Our eyes welled up reading the pathetic story in this paper last Tuesday about the difficult and excruciating experience which members of the country's amateur boxing team, the Black Bombers, are going through in their training towards the July All Africa Games in Algiers.
Apparently abandoned like orphans by the establishment, the Bombers only look up to their Cuban coach and his Ghanaian assistant in virtually all their endeavours as they have to improvise with every conceivable equipment which will aid their training for the Games, though much will be expected of them from their compatriots.
The story they told the GRAPHIC SPORTS, and what we saw when we visited them in training at the Fire Service Training School in Accra, were summed up in our report thus: “Lack of training equipment and zero motivation.”
Apart from the fact that no place had officially been put at their disposal for training and that they only secured an area around the Five Service Training School through the industry of the assistant coach, and by the kind courtesy of some staff of the school who were once boxers themselves, the training takes place in a dilapidated structure with no roof, doors or windows.
Indeed, what we saw was an eyesore — the boxers carrying out their training instructions on the concrete floor of the building and using suspended old vehicle tyres tied together as punching bags.
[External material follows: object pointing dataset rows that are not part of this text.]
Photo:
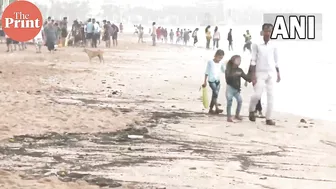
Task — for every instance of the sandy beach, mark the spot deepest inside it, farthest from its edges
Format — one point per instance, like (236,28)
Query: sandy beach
(137,122)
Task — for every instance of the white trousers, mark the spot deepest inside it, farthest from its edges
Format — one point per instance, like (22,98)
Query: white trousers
(264,80)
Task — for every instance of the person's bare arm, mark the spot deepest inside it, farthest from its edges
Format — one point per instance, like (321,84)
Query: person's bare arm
(245,76)
(276,64)
(207,70)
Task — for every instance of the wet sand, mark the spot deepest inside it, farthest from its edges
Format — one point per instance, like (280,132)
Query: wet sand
(65,123)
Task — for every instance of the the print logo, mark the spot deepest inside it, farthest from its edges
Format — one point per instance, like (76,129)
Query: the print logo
(295,26)
(21,21)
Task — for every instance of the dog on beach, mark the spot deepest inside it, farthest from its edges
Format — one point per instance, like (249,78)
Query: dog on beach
(95,53)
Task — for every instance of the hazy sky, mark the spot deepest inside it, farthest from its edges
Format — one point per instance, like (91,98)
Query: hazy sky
(303,6)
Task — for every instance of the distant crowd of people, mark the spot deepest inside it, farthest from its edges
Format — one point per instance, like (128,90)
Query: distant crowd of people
(184,36)
(264,65)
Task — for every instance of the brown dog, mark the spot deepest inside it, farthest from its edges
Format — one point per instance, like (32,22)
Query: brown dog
(95,53)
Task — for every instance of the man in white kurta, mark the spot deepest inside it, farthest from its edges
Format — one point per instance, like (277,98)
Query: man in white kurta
(264,66)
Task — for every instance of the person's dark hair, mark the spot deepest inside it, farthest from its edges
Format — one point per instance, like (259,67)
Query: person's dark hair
(230,63)
(207,28)
(267,25)
(219,52)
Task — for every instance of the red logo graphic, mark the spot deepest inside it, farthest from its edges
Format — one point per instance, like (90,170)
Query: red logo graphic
(21,21)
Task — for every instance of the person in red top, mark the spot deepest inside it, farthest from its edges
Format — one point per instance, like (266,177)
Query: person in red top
(178,35)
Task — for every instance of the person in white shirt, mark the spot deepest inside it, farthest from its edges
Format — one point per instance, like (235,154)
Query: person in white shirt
(154,33)
(96,33)
(216,38)
(264,64)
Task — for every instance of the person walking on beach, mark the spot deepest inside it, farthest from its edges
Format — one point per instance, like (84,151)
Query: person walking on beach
(194,35)
(264,63)
(212,75)
(216,38)
(207,37)
(233,75)
(89,32)
(248,41)
(50,36)
(230,40)
(153,33)
(141,32)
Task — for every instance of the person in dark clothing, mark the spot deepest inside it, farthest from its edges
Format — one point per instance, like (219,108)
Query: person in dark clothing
(248,41)
(230,40)
(50,35)
(115,35)
(212,75)
(258,106)
(233,75)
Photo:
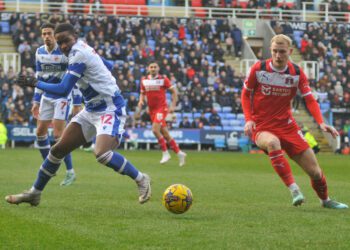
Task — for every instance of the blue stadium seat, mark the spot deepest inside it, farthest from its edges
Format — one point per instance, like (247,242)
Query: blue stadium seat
(188,114)
(219,143)
(228,128)
(227,109)
(240,116)
(209,58)
(225,122)
(238,128)
(235,123)
(207,115)
(178,116)
(230,116)
(196,115)
(151,44)
(222,115)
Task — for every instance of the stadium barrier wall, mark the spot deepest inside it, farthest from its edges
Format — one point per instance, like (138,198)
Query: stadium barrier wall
(18,133)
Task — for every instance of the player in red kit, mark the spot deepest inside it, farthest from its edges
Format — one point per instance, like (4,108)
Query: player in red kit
(266,99)
(154,87)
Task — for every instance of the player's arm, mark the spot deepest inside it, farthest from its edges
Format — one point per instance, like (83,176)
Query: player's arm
(107,63)
(172,89)
(313,106)
(37,92)
(246,97)
(63,88)
(142,96)
(77,98)
(75,71)
(173,98)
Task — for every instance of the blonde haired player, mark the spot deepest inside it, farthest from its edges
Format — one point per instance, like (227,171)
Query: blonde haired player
(266,97)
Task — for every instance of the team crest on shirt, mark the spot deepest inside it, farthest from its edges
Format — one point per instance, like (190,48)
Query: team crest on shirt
(266,90)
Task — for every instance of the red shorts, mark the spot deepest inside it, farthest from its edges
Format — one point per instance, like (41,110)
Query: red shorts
(291,138)
(158,116)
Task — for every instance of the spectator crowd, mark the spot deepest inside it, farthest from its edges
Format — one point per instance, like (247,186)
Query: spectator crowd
(190,52)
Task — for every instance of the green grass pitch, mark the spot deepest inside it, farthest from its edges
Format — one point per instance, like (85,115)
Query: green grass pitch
(239,203)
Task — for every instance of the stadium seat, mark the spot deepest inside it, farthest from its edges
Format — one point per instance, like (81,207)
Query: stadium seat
(235,123)
(230,116)
(238,128)
(188,114)
(196,115)
(240,116)
(219,143)
(228,128)
(227,109)
(225,122)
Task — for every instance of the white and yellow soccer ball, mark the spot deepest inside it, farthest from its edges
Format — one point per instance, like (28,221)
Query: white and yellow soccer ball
(177,198)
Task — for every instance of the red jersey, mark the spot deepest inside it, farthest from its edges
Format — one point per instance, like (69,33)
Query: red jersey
(155,90)
(273,92)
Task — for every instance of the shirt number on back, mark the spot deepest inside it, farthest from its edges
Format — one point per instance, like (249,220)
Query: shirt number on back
(106,119)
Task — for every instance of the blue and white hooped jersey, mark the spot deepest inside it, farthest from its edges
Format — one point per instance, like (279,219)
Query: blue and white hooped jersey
(50,68)
(96,83)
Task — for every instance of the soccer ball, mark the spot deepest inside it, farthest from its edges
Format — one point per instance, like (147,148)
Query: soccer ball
(177,198)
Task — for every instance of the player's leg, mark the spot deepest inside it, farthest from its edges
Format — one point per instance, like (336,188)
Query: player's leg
(271,144)
(109,132)
(46,113)
(61,113)
(307,160)
(173,145)
(71,139)
(42,138)
(157,118)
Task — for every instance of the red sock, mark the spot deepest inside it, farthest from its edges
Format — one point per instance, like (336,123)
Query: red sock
(162,144)
(174,146)
(281,166)
(320,186)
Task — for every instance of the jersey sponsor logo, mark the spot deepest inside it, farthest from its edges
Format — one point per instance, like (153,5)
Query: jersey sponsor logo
(277,79)
(53,67)
(153,84)
(52,58)
(266,90)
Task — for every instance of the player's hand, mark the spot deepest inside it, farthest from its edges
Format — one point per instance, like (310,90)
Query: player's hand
(249,128)
(35,110)
(171,109)
(140,104)
(329,129)
(26,81)
(75,110)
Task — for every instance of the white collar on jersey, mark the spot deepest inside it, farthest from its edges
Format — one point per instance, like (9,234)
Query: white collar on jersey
(153,78)
(276,70)
(54,48)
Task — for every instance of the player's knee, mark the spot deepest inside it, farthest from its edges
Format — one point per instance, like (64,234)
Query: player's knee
(315,173)
(273,144)
(156,132)
(58,151)
(104,157)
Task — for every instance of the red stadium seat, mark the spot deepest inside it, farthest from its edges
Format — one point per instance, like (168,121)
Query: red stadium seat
(2,5)
(130,9)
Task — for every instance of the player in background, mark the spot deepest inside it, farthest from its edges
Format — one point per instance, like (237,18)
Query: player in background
(103,116)
(51,64)
(266,99)
(154,87)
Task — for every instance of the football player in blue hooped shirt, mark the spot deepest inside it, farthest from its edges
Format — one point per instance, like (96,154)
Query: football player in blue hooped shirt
(51,65)
(103,116)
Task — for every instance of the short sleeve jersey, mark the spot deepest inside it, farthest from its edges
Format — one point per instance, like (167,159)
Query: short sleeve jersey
(273,91)
(155,91)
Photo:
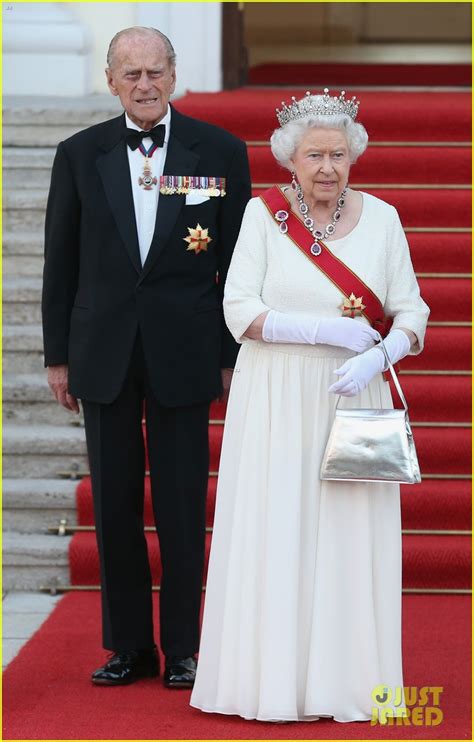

Every sports-loving Ghanaian must be worried about the predicament of these would-be All Africa Games boxers and their trainers who lamented about having gone through a similar ordeal in their preparations prior to the Zone 3 eliminators in Abidjan last February. Thankfully, all seven of them managed to qualify.
These are the patriots who, even on empty stomachs, are ready to sacrifice to raise the flag and image of Ghana. And, significantly, their foreign coach is even first to demonstrate commitment to the national cause by ordering the recital of the national anthem and pledge after every session of training.
Certainly, this must be a rare breed of a foreign trainer who even doles part of his meagre allowance to the boxers for food and transportation on a daily basis.
Juxtapose him against other foreign trainers of our sports teams, some of whom are on $30,000 monthly salary, with the luxury of fringe benefits, and the Bombers' trainer comes as a Ghanaian in an expatriate clothing.
He is passionate about turning the team into excellent achievers and this passion seems to know no bounds, despite the difficulties and his frustration about their welfare.
As the Cuban trainer, Roberto Chavez, lamented, “Their welfare is very dear to my heart because without motivation they will be demoralised.”
This must be instructive enough for the powers that be to wake up to their responsibilities and give attention to the other national teams as they give to the football teams.
Of course, the Ghana Amateur Boxing Association, chaired by Solomon Ofei Darko, cannot escape blame in all of this in view of the attempt to seek refuge in the all-too-familiar refrain of government's failure to release funds.